OUP (2018) h/b 544pp £110 (ISBN 9780198810810)
Translation studies are becoming an increasingly important and respected discipline in understanding the classics and their reception. At their best, translations become literature in their own right. They also illuminate the works of the original authors, and relate them to the values of later periods, places and people. English translations of Virgil that have transformed classical awareness include Cecil Day-Lewis’s Georgics (1940), and the Aeneid by John Dryden (1697), Robert Fitzgerald (1984) and Sarah Ruden (2008).
Virgil and his Translators is one of OUP’s ‘Classical Presences’ series. It contains twenty-nine essays that originated in workshops and conferences in Canada, France and Italy. The editors come from different backgrounds. B. (British Columbia) is a published translator of silver Latin, and author of Virgil Translated, soon to be published by CUP. T. (Miami) began her academic career as a classical philologist, with degrees at Moscow University and Columbia, and her interest is classical reception in Russia and Eastern Europe.

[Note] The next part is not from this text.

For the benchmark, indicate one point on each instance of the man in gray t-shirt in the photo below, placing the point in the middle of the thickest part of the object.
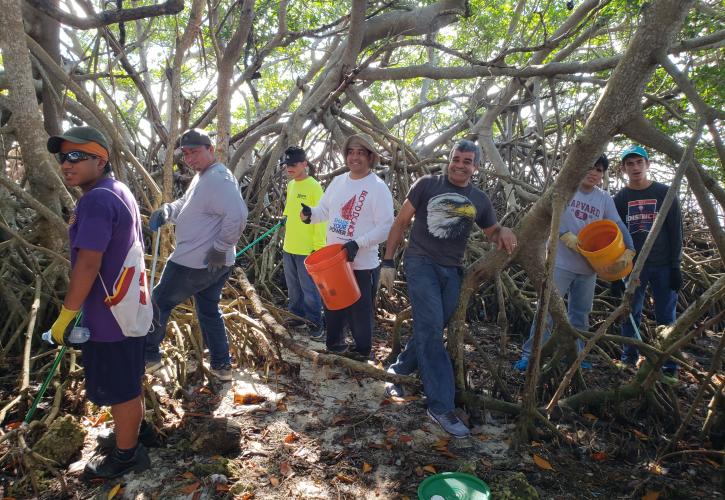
(445, 209)
(209, 219)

The book is divided into two sections, with some conceptual overlap. Part 1 examines Virgilian translation as ‘cultural and ideological capital’. Part 2 considers poets as translators of Virgil with regard to ‘cultural competition, appropriation and identification’.
The reviews in part 1 include English translations of Aeneid 7 from Caxton to today by Alison Keith (Toronto), and of Aeneid 4 to 1700 by Gordon Braden (Virginia). There is a chapter on Virgil after Vietnam by B. comparing the approaches of Mendelbaum (1971), Fitzgerald, Lombardo (2005), Fagles (2006), and Ruden. Essays on translations into Spanish, Esperanto, Norwegian, Slovenian, Turkish, ancient Greek and modern Chinese, add to the collection, giving a wide and fascinating range of perspectives.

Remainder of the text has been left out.